Richardson's Richeous, Bono's Boners?



> I am willing to bet this has something to do with Workman's Compensation in the state of Colorado. Some bean counter made the determination that the resort would get a break on their insurance premiums by requiring helmet use. This is how it starts.


I'm sure it does. Blame the insurance and law industries. Funny how they go hand in hand. VR is trying to increase the bottom line and stay in business. 



> I resent deeply some do gooder poking their nose into my personal freedoms and choices; even if their intentions are good. I am getting sick and tired of busy body people in this country who have nothing better to worry about, legislating or otherwise trying to regulate all risk out of life.
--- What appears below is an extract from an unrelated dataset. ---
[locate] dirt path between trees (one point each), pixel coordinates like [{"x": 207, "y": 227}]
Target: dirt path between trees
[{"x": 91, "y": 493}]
This is a slippery slope issue and it will just keep getting worse and worse.


Slippery in the other direction too. Should we got rid of the FDA, EPA, and NHTSA for poking their noses into our safety? Just playing devil's advocate. 

There has to be a line somewhere. For me it's kids. We have to protect those too young to protect themselves. As an adult do what ever you like as long as you are only putting yourself in danger.

Helmets (motorcycle, bike, snowsports) for adults should be by choice, for children under 12 they should be required by law. Kids can't really assess risk, while adults can.

I'd make the same argument for seat belts and car seats.


----------



## killclimbz (Aug 10, 2007)

Point C, you gave up a certain amount of "personal freedom" when you bought your lift ticket, season pass, agreed to be an employee. Though most resorts operate on public land, they are not public domain for us to set the rules on how we want them to operate. Well at least in the conventional sense. The only way you can change their attitude is to vote with your dollars. Fact is, they'll be able to do this sort of thing because Americans are too fat and lazy to seek out alternatives to using resorts, for that which I am thankful for. 

If you don't like this, the best thing you can do is to not spend any money at Vail (Vail, Beaver Creek, Keystone, Breckenridge, Heavenly) resorts and let it be known why.

I also still don't see patrons being forced to wear helmets.


----------



## Grizz (Nov 10, 2008)

Snowolf said:


> Scenario B:
> 
> I, as an adult with the capital to pay my own medical insurance, make the decision to ride without a helmet and I crack my melon open hitting a tree. This act, while seen as pretty dumb by most people only affects me and does not endanger the safety of anyone else nor does my medical care cost the taxpayer. In this case, the state or the resort has no right to countermand my own personal freedom of choice even if it seems dumb to the majority of people.


Playing DA again. If you are uninsured I should be able to force you to wear a helmet, because after hitting the tree, I (as a tax payer) will have to pay for treatment and long term care of your brain damaged carcass?


----------



## MunkySpunk (Jan 7, 2009)

Snowolf said:


> This is just that first step that I have been talking about for years. We live in a society where someone else always wants to protect you from every risk in life. I have said in the past that there are real "Helmet Nazis" out there who are not happy just promoting helmet use, they want to force helmet use on everyone. These people are as bad as the anti gun crowd who because they don`t like guns, want to take them away from everyone else. These types of people need to get a life and worry about their own shit and stay out of other people`s personal business.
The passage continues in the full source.